I understand the difficulty of NOAA Fisheries’ responsibility in striking the balance between allowing anglers to fish and conserving a natural resource. No one wants overfishing.
But fishing season for a fish in the ocean should never be two days long, as it was this year, or less, as it likely will be next year. This count needs to be right and if it shows red snapper stocks are healthy, NOAA Fisheries should let us fish for them with reasonable limits that make sense. Anglers deserve access to this resource.
Slow down the sharks
Something has to be done about the sharks. On area reefs, especially off Stuart and Jupiter, sharks are a hindrance to bottom fishing for snapper, grouper, cobia, kingfish and even sailfish.

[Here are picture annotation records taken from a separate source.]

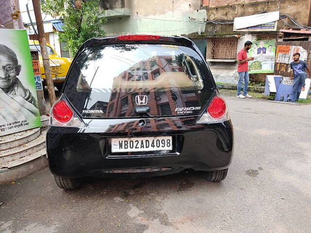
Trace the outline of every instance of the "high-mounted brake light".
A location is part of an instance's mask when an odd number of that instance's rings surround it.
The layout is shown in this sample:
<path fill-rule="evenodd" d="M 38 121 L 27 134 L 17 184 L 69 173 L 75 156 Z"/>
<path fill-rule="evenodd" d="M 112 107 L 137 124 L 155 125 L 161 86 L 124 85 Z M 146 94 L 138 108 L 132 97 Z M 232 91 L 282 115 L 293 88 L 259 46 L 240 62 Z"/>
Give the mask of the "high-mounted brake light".
<path fill-rule="evenodd" d="M 159 40 L 160 37 L 159 35 L 124 35 L 118 36 L 121 41 Z"/>
<path fill-rule="evenodd" d="M 206 113 L 197 121 L 198 124 L 222 123 L 229 120 L 225 102 L 219 96 L 214 97 Z"/>
<path fill-rule="evenodd" d="M 64 94 L 52 106 L 51 110 L 50 125 L 65 127 L 85 127 L 86 124 L 74 112 Z"/>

Killing sharks is not the solution. The sharks are just doing what sharks do — opportunistically taking catches when they struggle on anglers’ fishing lines. These are highly intelligent, long-living predators doing what 400 million years of instinct has trained into their brains. They are seeking food and finding it. Basically, they know every time a 20-30 foot-long outboard-powered fiberglass-hulled boat pulls up to a reef, feeding time begins.
In fact, similar to Pavlov’s dogs, the sharks probably begin to salivate when the hear the roar and feel the vibration of the outboard motors coming.
The Sharkbanz Zeppelin shows promise for anglers. Using magnetic technology, the Zeppelin creates a field around the catch that shuns the shark without injury. Matt Ajemian and his research team at FAU Harbor Branch Oceanographic Institute are working with local charter fishing captains to examine the device’s efficacy in east Florida waters. The research results won’t be published for some time, but it’s good to know a solution to a complex problem may be on the horizon.